The Greeks and Romans valued their heroes. They had Plato’s hero Socrates, they had the journeying hero Odysseus from Homer’s The Odyssey, and even in certain respects Augustus Caesar was a hero, as we’ve seen. Our country has had its comic book heroes, especially since the Great Depression. The enormous popularity of Stan Lee’s Marvel Comic movies over the last couple of decades must tell us something. We seem to be looking for something genuine, something that has stood the test of time. We’re choosing our heroes from decades ago. In our country today we seem to be looking for something that reaches us in our weaknesses, that helps us overcome those weaknesses, and will help good overcome evil. I’m not the first to say it, but in many respects our world today is hauntingly reminiscent of Jesus’ time. We live in a cosmopolitan world. We live in a powerful country, although thankfully it doesn’t have an emperor, and hopefully won’t for a long time.

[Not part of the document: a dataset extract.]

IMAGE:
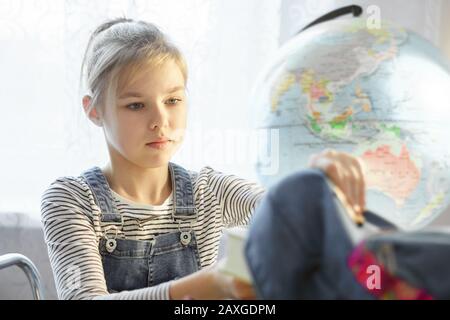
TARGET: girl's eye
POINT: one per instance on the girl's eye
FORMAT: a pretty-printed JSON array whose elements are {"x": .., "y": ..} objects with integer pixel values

We’re looking for heroes in a world that seems increasingly confusing. Into the Roman Empire of Caesar Augustus, God in his unfathomable love sent his Son as a tiny baby to bring that love and goodness into the world. That same God continues to give this world this same love. The humble hero in the manger that arrived on the scene 2000 years ago continues to offer himself to us today. He is not Spiderman, Ironman, or Thor. He is not Socrates, Odysseus, or Augustus Caesar. He is much greater than all of these. And he calls on us to trust in him to bring God’s love to the world and overcome the darkness. The infant in the manger is the true superhero; he has the ultimate origin story; his true superpower is love; and his name is A Savior, Who Is Christ the Lord.